Sunday, April 09, 2006

The "Delve Format" for Adventures

Jesse Decker and David Noonan discuss ways to improve the standard adventure module with its statblocks and endless lists of references. Their changes are inspired by the GenCon Dungeon Delve, which allows players to spend an hour crawling through a dungeon, and which requires quick-and-easy maps and references for the DMs who run it. Among the changes are larger-sized maps with important elements clearly labeled, statblocks that include important monster abilities directly in the text (such as the confusion table for an umber hulk's gaze attack) and two-page map spreads. It's an interesting approach, and one I'm thinking of adapting for my own game prep.

Thursday, April 06, 2006

Reaper's Fantasy Figure Finder

I'm doing my KODT column this month on minis, and in my searching I came across Reaper's Fantasy Figure Finder, which allows you to search their mini database on an impressive array of critera, right down to what object is being held in which hand.
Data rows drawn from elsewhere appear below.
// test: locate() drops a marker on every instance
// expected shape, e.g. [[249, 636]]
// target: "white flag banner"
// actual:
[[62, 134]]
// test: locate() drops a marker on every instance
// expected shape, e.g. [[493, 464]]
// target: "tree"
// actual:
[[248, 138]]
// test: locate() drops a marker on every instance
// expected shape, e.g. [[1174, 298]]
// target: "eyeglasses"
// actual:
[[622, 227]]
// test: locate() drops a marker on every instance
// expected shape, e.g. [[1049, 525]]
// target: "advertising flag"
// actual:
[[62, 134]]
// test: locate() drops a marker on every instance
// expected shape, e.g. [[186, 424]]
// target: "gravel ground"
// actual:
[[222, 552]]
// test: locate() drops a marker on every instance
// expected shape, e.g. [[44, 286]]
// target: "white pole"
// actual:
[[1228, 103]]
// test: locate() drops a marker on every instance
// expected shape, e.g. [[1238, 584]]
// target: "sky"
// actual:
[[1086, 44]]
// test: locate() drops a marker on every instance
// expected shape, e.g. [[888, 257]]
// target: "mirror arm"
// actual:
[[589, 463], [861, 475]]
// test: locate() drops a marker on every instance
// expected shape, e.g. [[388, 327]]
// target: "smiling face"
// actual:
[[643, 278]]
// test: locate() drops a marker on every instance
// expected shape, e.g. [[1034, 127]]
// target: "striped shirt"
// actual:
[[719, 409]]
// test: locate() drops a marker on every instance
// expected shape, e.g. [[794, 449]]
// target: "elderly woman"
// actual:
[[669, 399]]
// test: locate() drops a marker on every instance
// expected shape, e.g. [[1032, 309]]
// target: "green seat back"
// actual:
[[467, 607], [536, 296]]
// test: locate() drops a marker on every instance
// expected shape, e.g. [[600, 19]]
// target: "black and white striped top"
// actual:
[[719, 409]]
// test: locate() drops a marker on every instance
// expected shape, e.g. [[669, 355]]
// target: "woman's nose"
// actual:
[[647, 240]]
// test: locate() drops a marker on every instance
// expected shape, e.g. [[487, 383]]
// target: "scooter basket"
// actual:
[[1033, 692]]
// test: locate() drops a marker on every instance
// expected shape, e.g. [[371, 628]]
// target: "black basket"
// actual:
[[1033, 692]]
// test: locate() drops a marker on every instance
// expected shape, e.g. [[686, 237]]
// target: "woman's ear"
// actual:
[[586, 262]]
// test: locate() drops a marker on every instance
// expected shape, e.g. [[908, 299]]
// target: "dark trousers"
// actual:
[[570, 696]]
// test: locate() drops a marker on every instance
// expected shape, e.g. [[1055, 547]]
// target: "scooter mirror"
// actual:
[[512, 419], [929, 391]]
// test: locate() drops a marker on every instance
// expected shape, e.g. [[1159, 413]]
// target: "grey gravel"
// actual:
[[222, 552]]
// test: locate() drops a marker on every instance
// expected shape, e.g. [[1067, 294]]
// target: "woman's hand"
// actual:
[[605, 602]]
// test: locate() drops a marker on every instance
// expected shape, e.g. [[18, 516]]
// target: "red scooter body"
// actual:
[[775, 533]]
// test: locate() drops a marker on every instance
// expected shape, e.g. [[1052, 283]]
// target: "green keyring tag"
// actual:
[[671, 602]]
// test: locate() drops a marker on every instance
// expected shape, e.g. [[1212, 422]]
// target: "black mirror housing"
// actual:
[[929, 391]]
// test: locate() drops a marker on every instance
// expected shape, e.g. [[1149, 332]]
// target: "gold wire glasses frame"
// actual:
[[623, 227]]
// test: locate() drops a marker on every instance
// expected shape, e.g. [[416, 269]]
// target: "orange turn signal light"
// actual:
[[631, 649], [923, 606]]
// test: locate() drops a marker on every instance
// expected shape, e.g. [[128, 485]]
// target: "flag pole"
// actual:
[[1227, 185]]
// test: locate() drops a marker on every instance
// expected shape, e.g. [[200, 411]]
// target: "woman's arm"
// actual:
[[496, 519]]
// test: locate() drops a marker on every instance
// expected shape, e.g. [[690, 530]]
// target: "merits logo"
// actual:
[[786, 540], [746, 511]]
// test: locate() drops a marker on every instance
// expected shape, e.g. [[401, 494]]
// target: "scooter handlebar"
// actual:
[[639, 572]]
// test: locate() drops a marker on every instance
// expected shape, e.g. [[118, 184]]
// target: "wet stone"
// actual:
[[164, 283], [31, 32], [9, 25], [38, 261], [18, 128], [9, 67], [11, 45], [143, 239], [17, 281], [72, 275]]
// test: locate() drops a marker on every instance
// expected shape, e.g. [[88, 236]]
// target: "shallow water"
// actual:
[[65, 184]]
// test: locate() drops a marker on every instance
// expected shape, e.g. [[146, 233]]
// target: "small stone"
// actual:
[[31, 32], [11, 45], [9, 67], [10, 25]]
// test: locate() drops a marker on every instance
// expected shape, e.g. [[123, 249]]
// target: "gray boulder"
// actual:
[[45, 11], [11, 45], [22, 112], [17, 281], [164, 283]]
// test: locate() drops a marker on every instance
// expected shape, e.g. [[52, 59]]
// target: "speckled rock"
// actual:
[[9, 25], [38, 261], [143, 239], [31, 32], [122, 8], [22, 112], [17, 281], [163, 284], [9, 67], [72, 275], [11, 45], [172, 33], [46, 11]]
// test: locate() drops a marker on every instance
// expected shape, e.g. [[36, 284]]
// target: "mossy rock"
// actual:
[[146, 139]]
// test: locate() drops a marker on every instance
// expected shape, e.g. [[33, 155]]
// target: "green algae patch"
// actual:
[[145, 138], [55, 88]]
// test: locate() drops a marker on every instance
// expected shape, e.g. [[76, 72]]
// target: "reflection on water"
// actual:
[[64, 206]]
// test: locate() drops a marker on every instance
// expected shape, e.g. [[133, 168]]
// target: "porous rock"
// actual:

Very cool. Now I just need to earn some more freelance cash so I can go buy some new minis...

Wednesday, April 05, 2006

Having iTunes Calculate Album Length in Minutes

When I write an album review, I need to know how long it is. iTunes will tell me this, but if it's longer than an hour, it displays the results like "1.1 hour", which is useless. There must be a way to get iTunes to display the total number of minutes in a playlist ... and I will find it!

Update

A reader found this post and sent in the all-to-easy solution:
I was getting really frustrated trying to find the same thing and Google brought me to your post.
I did find the solution. You'll probably feel as silly when I did when I figured it out.
Click the results "1.1 hour" and it will switch to HH/MM/SS.

Thanks Matt!

Tuesday, April 04, 2006

The Mets Won!

The Mets won their first game of the season, beating the Nationals 3-2. Unfortunately I didn't see the game, but MetsBlog has commentary.

Home Page Experiments

I'm playing around with some variant home pages for Nuketown, and I've come up with one I really like: it uses a large photo/image/graphic on the home page, and places the content beneath it. It feels more webzine-ish, and less bloggish, while retaining interactivity (or rather adding it, since there isn't much there now).